Rothschild-Bank soll in Milliarden-Deal von der Börse genommen werden Die Rothschild-Familie will den Aktionären ein Übernahmeangebot für den M&A-Spezialisten vorlegen. Auch eine üppige Sonderdividende ist geplant. Die Aktie steigt kräftig.
08.02.2023
Frankfurt. Die Bank Rothschild & Co. könnte von der Börse genommen werden. Entsprechende Pläne äußerte die Rothschild-Familie, der größte Aktionär der Bank, am Montag. Die in Paris gelistete Aktie von Rothschild & Co. stieg daraufhin um rund 17 Prozent auf 47 Euro.
Die Familienholding Concordia sei für eine Übernahme zu 48 Euro pro Aktie bereit, heißt es in der Erklärung der Familie. Demnach wird die Bank mit rund 3,7 Milliarden Euro bewertet. Die Familie besitzt Daten des Finanzdienstes Refinitiv zufolge 55 Prozent der Aktien und zwei Drittel der Stimmrechte.
Der Rückzug von der Börse ist ein weltweites Phänomen – die sogenannten Delistings sorgen dafür, dass das Angebot auf dem Kurszettel geringer wird. Gründe sind unter anderem die hohen Kosten der Notierung sowie der regulatorische und juristische Aufwand. Außerdem treten vermehrt aktivistische Investoren auf, die gegenüber den Vorständen auf geänderte Unternehmensstrategien dringen.

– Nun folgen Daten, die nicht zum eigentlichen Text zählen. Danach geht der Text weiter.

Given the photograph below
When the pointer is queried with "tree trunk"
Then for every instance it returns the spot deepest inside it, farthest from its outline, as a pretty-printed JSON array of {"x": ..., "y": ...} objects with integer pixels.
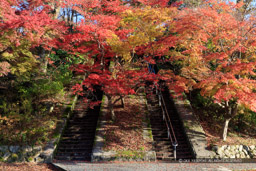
[
  {"x": 231, "y": 111},
  {"x": 225, "y": 129},
  {"x": 110, "y": 106},
  {"x": 122, "y": 102}
]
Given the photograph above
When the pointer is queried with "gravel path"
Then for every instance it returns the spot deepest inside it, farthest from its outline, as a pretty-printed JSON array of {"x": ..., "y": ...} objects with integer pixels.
[{"x": 157, "y": 166}]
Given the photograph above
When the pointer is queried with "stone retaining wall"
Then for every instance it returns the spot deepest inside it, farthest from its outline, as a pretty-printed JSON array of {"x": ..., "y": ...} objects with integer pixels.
[{"x": 26, "y": 153}]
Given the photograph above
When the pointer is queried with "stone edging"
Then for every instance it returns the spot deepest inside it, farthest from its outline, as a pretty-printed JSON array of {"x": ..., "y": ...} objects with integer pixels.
[
  {"x": 235, "y": 151},
  {"x": 194, "y": 131},
  {"x": 98, "y": 154}
]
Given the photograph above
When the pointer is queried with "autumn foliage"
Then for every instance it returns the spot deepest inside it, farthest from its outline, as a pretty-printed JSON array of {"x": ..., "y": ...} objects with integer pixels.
[{"x": 213, "y": 43}]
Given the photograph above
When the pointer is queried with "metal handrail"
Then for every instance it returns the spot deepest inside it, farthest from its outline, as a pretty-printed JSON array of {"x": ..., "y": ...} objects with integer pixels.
[{"x": 167, "y": 120}]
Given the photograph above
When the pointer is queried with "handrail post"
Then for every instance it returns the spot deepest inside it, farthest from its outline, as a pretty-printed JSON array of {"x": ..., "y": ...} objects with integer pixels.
[{"x": 175, "y": 144}]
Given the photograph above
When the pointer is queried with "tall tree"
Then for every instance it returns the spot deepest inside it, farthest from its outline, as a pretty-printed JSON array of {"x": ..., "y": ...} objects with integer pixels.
[{"x": 219, "y": 56}]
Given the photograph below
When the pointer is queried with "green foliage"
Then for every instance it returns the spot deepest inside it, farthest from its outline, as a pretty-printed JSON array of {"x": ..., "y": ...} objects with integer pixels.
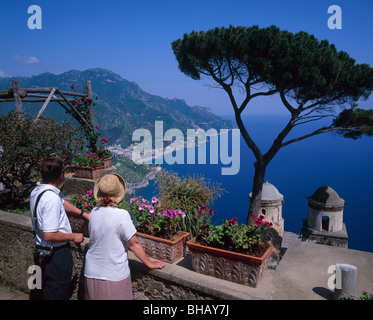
[
  {"x": 85, "y": 202},
  {"x": 24, "y": 143},
  {"x": 229, "y": 235},
  {"x": 297, "y": 64},
  {"x": 153, "y": 220},
  {"x": 187, "y": 194},
  {"x": 359, "y": 119},
  {"x": 87, "y": 160}
]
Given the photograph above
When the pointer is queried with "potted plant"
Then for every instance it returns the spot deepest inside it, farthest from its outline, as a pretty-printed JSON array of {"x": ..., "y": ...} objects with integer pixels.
[
  {"x": 105, "y": 155},
  {"x": 230, "y": 251},
  {"x": 84, "y": 202},
  {"x": 88, "y": 165},
  {"x": 158, "y": 230}
]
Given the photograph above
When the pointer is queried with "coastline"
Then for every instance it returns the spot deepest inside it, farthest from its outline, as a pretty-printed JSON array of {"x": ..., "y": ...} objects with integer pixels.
[{"x": 132, "y": 186}]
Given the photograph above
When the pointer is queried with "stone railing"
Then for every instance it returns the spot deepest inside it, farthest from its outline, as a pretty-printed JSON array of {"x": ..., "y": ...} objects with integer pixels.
[{"x": 175, "y": 281}]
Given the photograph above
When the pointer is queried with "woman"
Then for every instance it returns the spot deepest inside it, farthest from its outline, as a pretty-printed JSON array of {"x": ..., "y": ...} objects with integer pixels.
[{"x": 112, "y": 233}]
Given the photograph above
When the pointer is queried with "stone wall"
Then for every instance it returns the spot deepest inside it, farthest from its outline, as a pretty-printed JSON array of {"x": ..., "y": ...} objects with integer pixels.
[{"x": 174, "y": 282}]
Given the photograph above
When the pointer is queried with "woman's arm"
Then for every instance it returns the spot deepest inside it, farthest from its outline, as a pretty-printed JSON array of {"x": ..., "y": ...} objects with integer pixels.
[
  {"x": 136, "y": 247},
  {"x": 62, "y": 237}
]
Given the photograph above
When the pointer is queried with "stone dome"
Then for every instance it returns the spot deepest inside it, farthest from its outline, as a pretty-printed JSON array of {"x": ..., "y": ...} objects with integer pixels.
[
  {"x": 270, "y": 192},
  {"x": 326, "y": 196}
]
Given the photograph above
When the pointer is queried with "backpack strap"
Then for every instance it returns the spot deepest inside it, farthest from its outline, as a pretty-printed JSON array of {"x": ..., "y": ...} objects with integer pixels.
[{"x": 35, "y": 224}]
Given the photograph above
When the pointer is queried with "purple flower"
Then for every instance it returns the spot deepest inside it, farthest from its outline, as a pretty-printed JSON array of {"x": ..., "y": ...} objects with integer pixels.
[
  {"x": 169, "y": 213},
  {"x": 154, "y": 200},
  {"x": 182, "y": 214},
  {"x": 89, "y": 193}
]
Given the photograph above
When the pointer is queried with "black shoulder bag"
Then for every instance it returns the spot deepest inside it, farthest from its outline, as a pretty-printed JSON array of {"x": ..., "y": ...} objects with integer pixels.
[{"x": 41, "y": 254}]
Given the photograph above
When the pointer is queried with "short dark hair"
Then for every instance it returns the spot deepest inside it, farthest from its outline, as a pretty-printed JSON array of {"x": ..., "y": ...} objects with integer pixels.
[{"x": 51, "y": 169}]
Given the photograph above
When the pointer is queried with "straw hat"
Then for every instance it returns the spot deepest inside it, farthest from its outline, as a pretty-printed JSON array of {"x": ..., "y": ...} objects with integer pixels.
[{"x": 110, "y": 185}]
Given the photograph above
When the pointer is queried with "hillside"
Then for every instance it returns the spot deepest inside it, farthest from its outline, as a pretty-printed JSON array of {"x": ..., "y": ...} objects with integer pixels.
[{"x": 121, "y": 106}]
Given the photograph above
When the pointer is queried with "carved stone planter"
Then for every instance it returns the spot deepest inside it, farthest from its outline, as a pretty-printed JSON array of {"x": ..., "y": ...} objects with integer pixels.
[
  {"x": 162, "y": 249},
  {"x": 228, "y": 265},
  {"x": 88, "y": 172},
  {"x": 107, "y": 162}
]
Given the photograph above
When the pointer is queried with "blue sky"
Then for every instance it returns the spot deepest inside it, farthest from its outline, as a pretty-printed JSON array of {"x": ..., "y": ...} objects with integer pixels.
[{"x": 133, "y": 38}]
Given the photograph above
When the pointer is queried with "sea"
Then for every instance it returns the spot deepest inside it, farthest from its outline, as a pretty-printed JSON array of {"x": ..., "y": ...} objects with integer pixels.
[{"x": 297, "y": 171}]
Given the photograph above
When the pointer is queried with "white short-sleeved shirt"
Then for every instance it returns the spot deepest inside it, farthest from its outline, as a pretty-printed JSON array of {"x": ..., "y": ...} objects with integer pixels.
[
  {"x": 50, "y": 213},
  {"x": 109, "y": 230}
]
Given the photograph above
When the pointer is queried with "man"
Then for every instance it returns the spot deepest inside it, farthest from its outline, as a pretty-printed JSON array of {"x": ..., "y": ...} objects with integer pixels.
[{"x": 53, "y": 232}]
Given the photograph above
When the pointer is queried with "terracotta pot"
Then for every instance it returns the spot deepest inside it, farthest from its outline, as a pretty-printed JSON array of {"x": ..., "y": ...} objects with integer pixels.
[
  {"x": 107, "y": 162},
  {"x": 162, "y": 249},
  {"x": 79, "y": 226},
  {"x": 88, "y": 172},
  {"x": 228, "y": 265}
]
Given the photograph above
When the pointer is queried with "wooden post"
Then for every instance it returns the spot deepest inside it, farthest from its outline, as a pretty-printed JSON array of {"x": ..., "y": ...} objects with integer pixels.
[
  {"x": 45, "y": 104},
  {"x": 91, "y": 114},
  {"x": 17, "y": 97}
]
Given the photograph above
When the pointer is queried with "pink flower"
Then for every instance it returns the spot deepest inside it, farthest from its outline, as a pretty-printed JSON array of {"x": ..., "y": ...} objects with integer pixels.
[
  {"x": 154, "y": 200},
  {"x": 179, "y": 212}
]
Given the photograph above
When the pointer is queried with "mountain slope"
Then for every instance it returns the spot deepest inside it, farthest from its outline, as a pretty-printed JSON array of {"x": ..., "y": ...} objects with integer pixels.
[{"x": 121, "y": 106}]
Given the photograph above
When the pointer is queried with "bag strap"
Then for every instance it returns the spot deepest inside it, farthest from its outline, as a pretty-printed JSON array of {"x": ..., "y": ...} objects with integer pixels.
[{"x": 34, "y": 214}]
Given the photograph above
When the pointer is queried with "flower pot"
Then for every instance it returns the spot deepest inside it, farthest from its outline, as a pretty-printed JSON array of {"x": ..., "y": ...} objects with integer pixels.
[
  {"x": 79, "y": 226},
  {"x": 107, "y": 162},
  {"x": 228, "y": 265},
  {"x": 88, "y": 172},
  {"x": 162, "y": 249}
]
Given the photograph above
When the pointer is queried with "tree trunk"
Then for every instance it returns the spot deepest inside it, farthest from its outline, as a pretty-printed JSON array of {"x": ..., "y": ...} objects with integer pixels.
[{"x": 256, "y": 194}]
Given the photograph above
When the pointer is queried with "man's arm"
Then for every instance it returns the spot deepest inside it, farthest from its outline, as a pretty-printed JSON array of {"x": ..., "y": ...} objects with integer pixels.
[{"x": 62, "y": 237}]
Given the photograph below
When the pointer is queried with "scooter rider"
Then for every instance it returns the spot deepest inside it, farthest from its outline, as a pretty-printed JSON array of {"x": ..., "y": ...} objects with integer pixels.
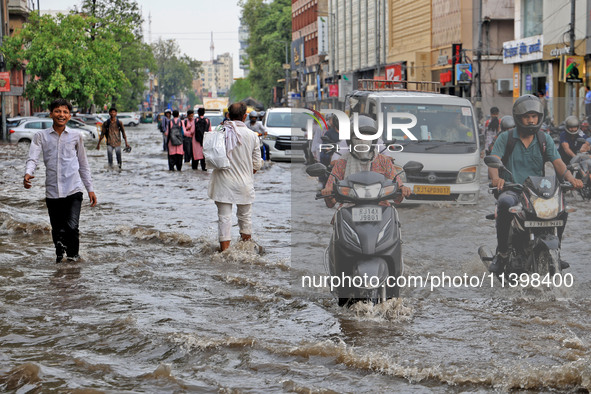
[
  {"x": 361, "y": 159},
  {"x": 570, "y": 144},
  {"x": 523, "y": 150}
]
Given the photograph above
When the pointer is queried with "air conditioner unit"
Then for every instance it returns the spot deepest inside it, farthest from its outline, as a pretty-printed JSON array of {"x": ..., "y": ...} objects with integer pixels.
[{"x": 504, "y": 85}]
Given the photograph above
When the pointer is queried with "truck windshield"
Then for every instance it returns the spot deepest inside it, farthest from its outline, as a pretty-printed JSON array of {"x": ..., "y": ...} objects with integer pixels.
[
  {"x": 286, "y": 119},
  {"x": 436, "y": 123}
]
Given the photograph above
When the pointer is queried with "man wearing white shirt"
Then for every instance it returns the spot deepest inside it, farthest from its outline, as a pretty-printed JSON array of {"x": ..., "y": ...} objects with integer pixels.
[
  {"x": 67, "y": 172},
  {"x": 235, "y": 185}
]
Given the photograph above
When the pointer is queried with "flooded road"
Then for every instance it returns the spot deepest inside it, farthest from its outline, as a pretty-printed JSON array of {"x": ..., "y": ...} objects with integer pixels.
[{"x": 154, "y": 308}]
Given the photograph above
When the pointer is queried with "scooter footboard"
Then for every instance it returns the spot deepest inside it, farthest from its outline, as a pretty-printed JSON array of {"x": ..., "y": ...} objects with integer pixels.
[{"x": 372, "y": 272}]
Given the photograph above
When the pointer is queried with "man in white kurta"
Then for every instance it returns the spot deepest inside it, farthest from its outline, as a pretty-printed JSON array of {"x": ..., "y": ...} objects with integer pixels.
[{"x": 236, "y": 184}]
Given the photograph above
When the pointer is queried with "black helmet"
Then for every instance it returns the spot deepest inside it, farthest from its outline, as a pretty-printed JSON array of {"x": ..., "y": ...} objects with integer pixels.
[
  {"x": 507, "y": 123},
  {"x": 525, "y": 104},
  {"x": 570, "y": 122},
  {"x": 366, "y": 126}
]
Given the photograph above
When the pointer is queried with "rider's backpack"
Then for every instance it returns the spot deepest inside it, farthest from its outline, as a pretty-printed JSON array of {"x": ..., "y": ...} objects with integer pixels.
[
  {"x": 511, "y": 141},
  {"x": 106, "y": 126},
  {"x": 175, "y": 135},
  {"x": 201, "y": 126}
]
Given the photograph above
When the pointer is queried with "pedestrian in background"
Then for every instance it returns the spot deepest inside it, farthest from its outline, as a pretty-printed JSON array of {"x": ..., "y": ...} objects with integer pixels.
[
  {"x": 174, "y": 137},
  {"x": 236, "y": 184},
  {"x": 112, "y": 130},
  {"x": 67, "y": 171},
  {"x": 188, "y": 138},
  {"x": 164, "y": 127},
  {"x": 202, "y": 126}
]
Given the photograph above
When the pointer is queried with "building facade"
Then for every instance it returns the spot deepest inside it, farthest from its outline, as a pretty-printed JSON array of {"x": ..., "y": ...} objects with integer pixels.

Rothschild & Co. hat drei Geschäftsbereiche: die Investmentbank, das Asset- und Wealth-Management sowie die Geschäftskundensparte. Concordia zufolge benötigt keiner der Geschäftsbereiche Kapital von der Börse beziehungsweise den öffentlichen Märkten. Die langfristige Performance in privatem Besitz sei wichtiger als das kurzfristige Denken in Quartalsgewinnen an der Börse.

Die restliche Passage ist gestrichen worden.